I first entered the madcap world of PR back in 1999 where I remained for five years before taking a career break in 2004. As it turned out, the break was far from permanent and in 2011 I was drawn back into the fold.
Like Rip Van Winkle, I awoke from my seven year sleep slightly bewildered and anxious to see what changes had been made in the communications field. I was immediately struck by two things: nothing had changed and everything had changed. That is, the actual objectives of public relations and the fundamental strategies used to implement those objectives, remained the same. However, the actual tools used for the job had changed drastically. Let’s look at how technology has changed PR.
Now, for those of you who weren’t working at the turn of the century, I don’t want you to think we used to work hunched over small desks, writing our news releases longhand with quill pens by candlelight. No, we had computers (though laptops were rare) and Internet connections and e-mail. But it was still common to fax in releases for distribution and the coverage sent to us by media monitoring agencies were physical newspaper clippings, which had to be sorted, paper clipped and filed away in mammoth cabinets. I also remember working late into the night preparing media kits for an event taking place the following day: printing endless copies of news releases, bios and fact sheets, stapling and struggling to slot everything into flimsy company branded folders (and heaven forbid you find a typo after the fact because then you had to go through the whole process again).
Needless to say, new technologies have greatly simplified many of these tasks. Cumbersome and time consuming media kits have been replaced with quick and convenient USB flash drives. Media monitoring is now done almost exclusively electronically which not only saves time but greatly reduces the risk of paper cuts. And news releases can now be set up and sent straight from your desk.
But it’s not just the fact these technological marvels have made our work lives easier that struck me. I was also surprised to see how much attitudes towards technology have changed. Back in the day it was customary to approach and pitch media over the phone – it was common to make contact via email, but most of them preferred to correspond by phone. Nowadays, most journalists much prefer to be reached through email, especially for initial contact.

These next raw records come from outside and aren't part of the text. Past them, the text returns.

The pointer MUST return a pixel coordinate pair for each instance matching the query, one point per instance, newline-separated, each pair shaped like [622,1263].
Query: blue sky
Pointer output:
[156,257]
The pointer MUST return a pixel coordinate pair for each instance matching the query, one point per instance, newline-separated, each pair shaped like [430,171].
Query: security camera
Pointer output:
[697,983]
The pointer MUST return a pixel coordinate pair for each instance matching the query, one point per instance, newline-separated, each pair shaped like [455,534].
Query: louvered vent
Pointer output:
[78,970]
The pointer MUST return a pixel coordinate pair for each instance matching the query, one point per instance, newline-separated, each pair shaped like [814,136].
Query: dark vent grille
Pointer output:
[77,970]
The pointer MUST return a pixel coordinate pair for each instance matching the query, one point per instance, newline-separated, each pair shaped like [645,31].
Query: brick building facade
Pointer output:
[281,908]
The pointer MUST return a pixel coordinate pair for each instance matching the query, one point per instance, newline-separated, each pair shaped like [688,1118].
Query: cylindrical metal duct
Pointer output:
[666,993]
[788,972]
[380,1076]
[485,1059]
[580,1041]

Similarly, though the Internet was a great resource for finding or posting information, very few of my clients back then saw it as a means of effectively delivering their message. Print coverage far exceeded online mentions in terms of value and importance. So I was pleasantly surprised to see a major shift in attitude in this area. While print coverage, especially in major daily papers, continues to be coveted, online coverage is treated as just as important. A good visual representation of how technology has changed PR is displayed in this infographic picked up in a blog post by Ragan’s PR Daily.
What I find especially interesting, however, is how that attitude continues to change, especially with regards to social media. In the almost two years I’ve been back in the game I’ve seen a huge increase in Twitter and Facebook activities as companies begin to realize the opportunities that these new outlets offer. Some remain a bit hesitant to jump in but if there’s one thing my sabbatical and subsequent return have taught me is that things do change and sometimes, they’re for the better.